Our study had several limitations. First, causality cannot be inferred due to the cross-sectional study design. Therefore, longitudinal or randomized controlled trials are needed in the future. Second, potential instrument bias and recall bias might exist due to our measures. The instrument of avoidance behaviors had not been standardized, and had only a three-items with a small range. Additionally, all measures comprised self-completed questionnaires. However, we evaluated content validity with sufficient discussion, and confirmed internal consistency reliability. Third, selection bias might have occurred due to implementing a single-center study in Japan. The hospital might have had a high frequency of severe heart diseases compared to other hospitals, which typically have 28% patients with cardiac myopathy (The Japanese Circulation Society, 2011). However, the hypothetical model was supported by the subgroup analysis that was conducted with patients with mild heart failure. Fourth, there was insufficient power because of the small sample size. We regret that our study was forced to stop recruiting due to the earthquake. Fifth, the logistic regression model assumed in this study was inadequate to determine the relationship between avoidance behaviors and depressive symptoms. We did not measure factors for depressive symptoms such as family history of depressive disorder.

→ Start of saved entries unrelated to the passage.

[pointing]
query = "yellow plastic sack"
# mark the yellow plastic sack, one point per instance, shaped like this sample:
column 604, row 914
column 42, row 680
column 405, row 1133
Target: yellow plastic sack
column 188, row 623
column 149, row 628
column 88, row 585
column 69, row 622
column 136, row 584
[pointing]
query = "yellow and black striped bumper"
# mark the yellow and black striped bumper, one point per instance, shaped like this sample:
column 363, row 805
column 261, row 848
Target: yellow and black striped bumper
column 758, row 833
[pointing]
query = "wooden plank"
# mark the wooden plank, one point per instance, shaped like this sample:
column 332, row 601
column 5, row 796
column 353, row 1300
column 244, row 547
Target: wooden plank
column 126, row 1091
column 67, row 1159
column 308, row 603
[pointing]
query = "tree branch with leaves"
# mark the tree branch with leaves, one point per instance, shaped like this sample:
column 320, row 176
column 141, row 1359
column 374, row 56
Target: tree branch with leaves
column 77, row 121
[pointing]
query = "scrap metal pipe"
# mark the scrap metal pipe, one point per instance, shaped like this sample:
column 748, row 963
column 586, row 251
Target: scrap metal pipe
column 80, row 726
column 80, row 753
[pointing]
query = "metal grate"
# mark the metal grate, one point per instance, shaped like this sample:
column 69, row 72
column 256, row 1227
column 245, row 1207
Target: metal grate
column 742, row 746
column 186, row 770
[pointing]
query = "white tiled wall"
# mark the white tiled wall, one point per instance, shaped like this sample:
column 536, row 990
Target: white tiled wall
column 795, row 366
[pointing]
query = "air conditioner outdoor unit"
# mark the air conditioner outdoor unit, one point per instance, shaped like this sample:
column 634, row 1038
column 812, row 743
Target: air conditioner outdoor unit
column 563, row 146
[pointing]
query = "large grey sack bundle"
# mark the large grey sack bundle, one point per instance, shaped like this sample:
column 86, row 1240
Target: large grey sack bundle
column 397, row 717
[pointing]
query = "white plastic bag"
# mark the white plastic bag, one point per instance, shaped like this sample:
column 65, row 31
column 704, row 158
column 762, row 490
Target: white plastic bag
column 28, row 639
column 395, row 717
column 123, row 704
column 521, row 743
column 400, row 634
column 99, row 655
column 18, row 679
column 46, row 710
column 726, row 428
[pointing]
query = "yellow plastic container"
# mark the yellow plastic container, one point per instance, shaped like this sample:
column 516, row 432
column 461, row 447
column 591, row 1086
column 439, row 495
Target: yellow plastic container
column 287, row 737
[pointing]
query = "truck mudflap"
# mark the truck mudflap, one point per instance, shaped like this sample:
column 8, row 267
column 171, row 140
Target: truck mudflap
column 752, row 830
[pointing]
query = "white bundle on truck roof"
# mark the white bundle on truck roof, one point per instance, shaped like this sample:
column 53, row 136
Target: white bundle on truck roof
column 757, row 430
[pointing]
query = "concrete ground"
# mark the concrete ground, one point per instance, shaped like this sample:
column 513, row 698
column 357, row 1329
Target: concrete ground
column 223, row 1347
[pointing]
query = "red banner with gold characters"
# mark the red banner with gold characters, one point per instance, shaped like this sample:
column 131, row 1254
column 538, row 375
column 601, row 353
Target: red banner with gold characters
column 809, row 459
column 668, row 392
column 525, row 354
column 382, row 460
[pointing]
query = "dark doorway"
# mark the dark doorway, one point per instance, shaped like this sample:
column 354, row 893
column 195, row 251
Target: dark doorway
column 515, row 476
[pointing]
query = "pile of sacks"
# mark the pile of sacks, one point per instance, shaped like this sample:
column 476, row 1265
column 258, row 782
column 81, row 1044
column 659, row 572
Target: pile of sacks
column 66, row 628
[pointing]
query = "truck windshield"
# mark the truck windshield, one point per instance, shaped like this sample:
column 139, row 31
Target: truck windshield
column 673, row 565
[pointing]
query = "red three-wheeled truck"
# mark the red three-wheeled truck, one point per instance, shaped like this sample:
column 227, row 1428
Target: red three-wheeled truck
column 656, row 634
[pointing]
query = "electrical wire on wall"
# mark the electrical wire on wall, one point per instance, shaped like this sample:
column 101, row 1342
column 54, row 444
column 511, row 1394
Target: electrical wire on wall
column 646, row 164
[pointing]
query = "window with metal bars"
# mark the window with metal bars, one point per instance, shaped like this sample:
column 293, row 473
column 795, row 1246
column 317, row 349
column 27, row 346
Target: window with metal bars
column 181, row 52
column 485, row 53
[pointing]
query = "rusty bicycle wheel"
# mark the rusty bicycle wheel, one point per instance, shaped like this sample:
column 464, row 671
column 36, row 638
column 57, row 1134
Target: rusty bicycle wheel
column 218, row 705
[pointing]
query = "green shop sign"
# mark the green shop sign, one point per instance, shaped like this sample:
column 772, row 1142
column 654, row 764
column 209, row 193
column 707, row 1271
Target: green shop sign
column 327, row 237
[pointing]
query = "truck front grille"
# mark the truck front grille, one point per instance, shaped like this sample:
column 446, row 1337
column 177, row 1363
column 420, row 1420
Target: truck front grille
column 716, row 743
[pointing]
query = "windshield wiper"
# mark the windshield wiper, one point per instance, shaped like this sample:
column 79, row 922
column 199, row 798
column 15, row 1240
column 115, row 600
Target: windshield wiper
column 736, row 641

Our study suggests that avoidance behaviors may be a potential controllable risk factor for patients with depressive symptoms. Sears and Conti (2002) indicated there is a relationship between avoidance behaviors and anxiety symptoms. Therefore, we should develop a model of ICD patients’ psychological distress including avoidance behaviors, depressive symptoms, and anxiety symptoms. Future research could include the development of psychological care programs focused on avoidance behaviors, as well as longitudinal or randomized controlled studies.
This is the first study to clarify the relationship between avoidance behaviors and depressive symptoms in patients with ICDs, although there were a few methodological limitations. High-quality studies that provide scientific evidence regarding the mechanism for the development of depressive symptoms among patients with ICDs should be conducted in the future.

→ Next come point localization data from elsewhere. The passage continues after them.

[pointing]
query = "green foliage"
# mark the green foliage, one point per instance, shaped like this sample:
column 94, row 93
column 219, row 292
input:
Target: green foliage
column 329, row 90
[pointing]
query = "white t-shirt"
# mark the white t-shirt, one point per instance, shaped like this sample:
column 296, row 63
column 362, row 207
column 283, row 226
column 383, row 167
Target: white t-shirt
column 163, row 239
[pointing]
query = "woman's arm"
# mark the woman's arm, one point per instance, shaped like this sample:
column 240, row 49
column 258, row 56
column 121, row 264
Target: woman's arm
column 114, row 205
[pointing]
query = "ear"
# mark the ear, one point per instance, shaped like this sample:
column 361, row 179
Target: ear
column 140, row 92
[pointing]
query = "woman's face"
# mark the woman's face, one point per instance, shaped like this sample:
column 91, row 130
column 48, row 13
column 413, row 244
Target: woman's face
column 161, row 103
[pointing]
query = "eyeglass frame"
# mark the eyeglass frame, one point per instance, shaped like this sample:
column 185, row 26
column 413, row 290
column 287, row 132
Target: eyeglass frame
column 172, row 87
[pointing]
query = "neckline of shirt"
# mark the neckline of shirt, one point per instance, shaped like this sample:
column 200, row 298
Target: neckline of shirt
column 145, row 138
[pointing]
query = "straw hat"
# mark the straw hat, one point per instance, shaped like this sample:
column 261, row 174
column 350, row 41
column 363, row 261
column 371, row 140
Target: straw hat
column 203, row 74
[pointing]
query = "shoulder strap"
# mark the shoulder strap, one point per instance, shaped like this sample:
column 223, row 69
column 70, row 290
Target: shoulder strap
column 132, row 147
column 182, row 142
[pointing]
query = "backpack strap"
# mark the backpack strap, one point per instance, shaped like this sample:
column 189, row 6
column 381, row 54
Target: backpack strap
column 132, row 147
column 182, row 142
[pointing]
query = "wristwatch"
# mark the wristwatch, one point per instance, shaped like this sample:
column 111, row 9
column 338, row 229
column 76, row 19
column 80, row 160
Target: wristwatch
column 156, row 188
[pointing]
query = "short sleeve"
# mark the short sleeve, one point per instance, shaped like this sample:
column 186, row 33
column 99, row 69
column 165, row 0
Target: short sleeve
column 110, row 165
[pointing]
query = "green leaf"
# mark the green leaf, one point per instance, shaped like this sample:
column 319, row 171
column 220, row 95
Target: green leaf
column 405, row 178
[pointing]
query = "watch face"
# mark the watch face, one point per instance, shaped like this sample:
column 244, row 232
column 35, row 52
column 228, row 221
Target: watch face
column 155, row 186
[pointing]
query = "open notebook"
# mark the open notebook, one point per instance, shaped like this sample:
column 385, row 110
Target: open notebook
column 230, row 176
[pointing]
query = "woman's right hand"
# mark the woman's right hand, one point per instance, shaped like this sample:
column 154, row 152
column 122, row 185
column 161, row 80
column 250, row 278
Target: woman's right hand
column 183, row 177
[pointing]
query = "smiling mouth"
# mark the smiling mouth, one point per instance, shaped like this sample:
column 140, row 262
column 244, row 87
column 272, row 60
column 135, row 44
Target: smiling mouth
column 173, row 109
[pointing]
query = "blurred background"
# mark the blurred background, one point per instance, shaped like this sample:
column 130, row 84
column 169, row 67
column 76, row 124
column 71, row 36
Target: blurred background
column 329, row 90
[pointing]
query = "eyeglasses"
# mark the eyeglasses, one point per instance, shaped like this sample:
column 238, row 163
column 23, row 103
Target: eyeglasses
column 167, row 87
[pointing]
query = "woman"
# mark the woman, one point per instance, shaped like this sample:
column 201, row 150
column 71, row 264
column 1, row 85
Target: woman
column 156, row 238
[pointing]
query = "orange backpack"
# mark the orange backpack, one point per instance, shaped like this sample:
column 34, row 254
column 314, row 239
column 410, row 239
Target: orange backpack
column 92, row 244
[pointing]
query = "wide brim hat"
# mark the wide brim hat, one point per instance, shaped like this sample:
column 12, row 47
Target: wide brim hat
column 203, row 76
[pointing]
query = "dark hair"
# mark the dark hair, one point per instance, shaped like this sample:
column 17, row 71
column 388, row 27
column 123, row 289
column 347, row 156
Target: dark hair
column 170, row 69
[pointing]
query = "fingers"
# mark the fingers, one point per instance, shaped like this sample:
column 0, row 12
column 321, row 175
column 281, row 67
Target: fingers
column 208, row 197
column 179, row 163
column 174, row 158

We are grateful to Yasuyuki Okumura of the Institute for Health Economics and Policy, all Suzuki laboratory members at Waseda University, and the Psychosomatic Medicine Study Group in Cardiology at Tokyo Women's Medical University for supporting our research program. Additionally, we would like to thank all collaborators in the Department of Cardiology at Tokyo Women's Medical University hospitals for their assistance in recruiting participants.